I would say using a file would be long and tedious, not to mention not all that accurate. I would inquire to OA if they can do the feed ramps on the barrel. Changing out the upper for one with feed ramps would be cake.
http://www.brownells.com/rifle-part...arrel-extension-sku080000574-26946-52573.aspx http://www.midwayusa.com/product/776862/les-baer-custom-barrel-extension-ar-15-steel-in-the-white
Absolutely. Using a dremel tool would work, just go slow, and I would use a barrel with the ramps as an example. Changing out the barrel extension, unless your setup already has the extension, not built into the barrel, would be near impossible. You would also have to have it head spaced etc... Certainly something you would want a qualified gunsmith to do IMHO. Here is a decent article on the subject. http://www.ar15.com/forums/t_1_5/12...amps_Barrel_Extension_to_M4_Feed_Ramps__.html
Confirm headspacing is important.

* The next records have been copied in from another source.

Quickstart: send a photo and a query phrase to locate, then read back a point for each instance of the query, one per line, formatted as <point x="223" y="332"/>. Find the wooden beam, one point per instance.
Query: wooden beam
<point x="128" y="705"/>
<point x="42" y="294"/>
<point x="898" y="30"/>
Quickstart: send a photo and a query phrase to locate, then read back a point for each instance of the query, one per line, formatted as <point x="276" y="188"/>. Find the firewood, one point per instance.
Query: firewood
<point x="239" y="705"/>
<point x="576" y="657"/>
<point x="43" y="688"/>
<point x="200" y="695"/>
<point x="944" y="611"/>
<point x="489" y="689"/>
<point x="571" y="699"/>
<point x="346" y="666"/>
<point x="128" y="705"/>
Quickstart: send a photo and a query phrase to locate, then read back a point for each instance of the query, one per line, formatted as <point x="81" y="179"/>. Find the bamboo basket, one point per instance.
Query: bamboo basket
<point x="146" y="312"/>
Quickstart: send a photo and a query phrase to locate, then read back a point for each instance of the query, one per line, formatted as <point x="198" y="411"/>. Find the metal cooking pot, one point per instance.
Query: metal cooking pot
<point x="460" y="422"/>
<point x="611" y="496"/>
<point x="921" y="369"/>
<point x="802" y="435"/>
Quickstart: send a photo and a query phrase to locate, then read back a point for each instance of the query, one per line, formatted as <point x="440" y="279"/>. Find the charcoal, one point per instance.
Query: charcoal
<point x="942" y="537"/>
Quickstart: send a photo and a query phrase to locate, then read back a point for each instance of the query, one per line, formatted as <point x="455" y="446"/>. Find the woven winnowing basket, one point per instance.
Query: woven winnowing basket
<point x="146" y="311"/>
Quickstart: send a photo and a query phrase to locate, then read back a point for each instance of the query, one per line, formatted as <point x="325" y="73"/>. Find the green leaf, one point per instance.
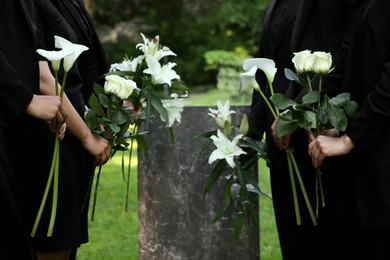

If you are planning to do this once, returning the gun to Olympic for service may be the more economical path.
yeh installing and indexing a barrel extension is not for the novice builder and would not be cost effective to send to a smith. silly suggestion. if your receiver is a A1 i got a flat top i could trade you. also the problem may not even be because of the feedramps. could be ammo, mags, lube, extractor issue, buffer or buffer spring issue ect what kind of ammo are you using what type of mags are you using do you have a O ring in the extractor how many rounds on your buffer spring what type of buffer ? standard or H buffer?
its not a H buffer does it to it only with steel cased ammo or with brass cased also ? when it misfeeds what exactly happens does it pick up the round but just jams up trying to feed it like it goes part way but tilts too far up and gets stuck or does it actually go into the chamber but not all the way does the problem exist with all the mags you use? or just a particular one . does it do it with the pmags? if it does it with the Pmags as well as the other we can scratch mags off as being part of the problem. I am not trying to talk you out of installing feed ramps cause if done right it can't hurt anything .
also looking at the photo appears your barrels ramps go over the edge which means if you get a receiver with shallow feedramps you may not need to dremel at all or at least very little
Not. Worst idea I've heard all week. Taking a hand-held Dremel tool to a precision firearm to create CAR feed ramps is probably going to win the bad-idea-of-the-week award. But there's still tomorrow. Still in the running: 1.) Shall I French-kiss an Ebola patient? 2.) Is dating my wife's sister OK? 3.) Draw an empty gun on some State Troopers, yes or no?
Actually in Patrick Sweeney's book "Gunsmithing for the AR-15" Using a dremel to extend the feed ramps is exactly what he recommends.
I had to look it up to see exactly what he said. Here is the quote from the book. "I ran into the problem of short-ramp feeding problems back in the 1980's. What I did then was to chuck a carbide end cutter into my dremel tool, and reaching from underneath the stripped receiver, cut the ramps down so they were low enough to "carry up" a cartridge that fed nose down. It worked then, and it works today. However, you will run into AR snobs. They will look at a rifle with dremeled feed ramps as some sort of butchery. (Well in the wrong hands, it can be.) If your rifle or carbine needs it, do it. If not, dont. Do it carefully, precisely, and as little as possible. Then dont let the snobs look in there."